Motivation
Today, users testing their MCP routers either reach for Phantom.Plug + Plug.Test (which exercises the full HTTP/SSE transport and is heavy for unit-level assertions) or roll their own dispatcher per project. The library already has a strong internal pattern for this in test/support/dispatcher.ex (request_tool/3, assert_response/2, assert_notify/1, etc.) — it just isn't exposed.
A first-class test framework would make it as easy to test an MCP router as it is to test a Phoenix LiveView, without forcing users to know whether a given handler returns {:reply, _, _} synchronously or {:noreply, _} and calls Session.respond/2 from a Task.
Design goals
- No
use macro. Plain modules to import, so users compose with whatever ExUnit.Case template they already have (MyApp.DataCase, MyApp.ConnCase, etc.). No inherited setup, no opinions about async: true.
- Final-response-only assertions. Modeled on
Phoenix.LiveViewTest.render_async/2 and Phoenix.ChannelTest.assert_reply/4: dispatch helpers block until the system has settled and return the final result. Tests assert on the result, not on which path produced it.

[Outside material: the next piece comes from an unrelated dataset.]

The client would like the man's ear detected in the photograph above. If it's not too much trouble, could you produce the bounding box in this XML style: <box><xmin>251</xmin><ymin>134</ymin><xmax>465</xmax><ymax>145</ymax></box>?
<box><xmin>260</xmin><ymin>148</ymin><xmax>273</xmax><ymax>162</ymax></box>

Phoenix.PubSub stays optional. The library declares phoenix_pubsub as optional: true (mix.exs:45). The test framework must work without it; PubSub-dependent features (Phantom.Tracker, log/progress/list-changed notifications, resources/subscribe) are opt-in via Phantom.Test.start(pubsub: MyApp.PubSub). Without :pubsub, start/1 skips Phantom.Tracker startup and the subscribe-style assertions raise a clear "requires phoenix_pubsub" error.
- End-to-end escape hatch. Keep a thin
Phantom.Test.Conn module (essentially a generalized TestDispatcher) for users who want to verify CORS, origin validation, or SSE framing through Phantom.Plug.
Proposed surface
Phantom.Test
start/1 — registers Phantom.Cache.register/1 for the given router, sets up a notification listener that routes Session.respond/2, Session.notify_progress/3, Session.elicit/2, and ClientLogger.log/3 back to the calling test process. Optionally starts Phantom.Tracker if :pubsub is provided.
build_session/2 — constructs a Phantom.Session without going through connect/2; accepts assigns:, allowed_tools:, allowed_resource_templates:, allowed_prompts:.
build_request/2 — constructs a Phantom.Request for callers that need it directly.
- Blocking dispatchers (each returns the final response, accepts
timeout:):
call_tool/3..4
read_resource/3..4
get_prompt/3..4
complete_prompt/4..5
complete_resource/4..5
list_resources/2..3
expect_elicit/1, expect_elicit_url/1 — register a responder for handlers that block on Session.elicit/2 so the call can settle.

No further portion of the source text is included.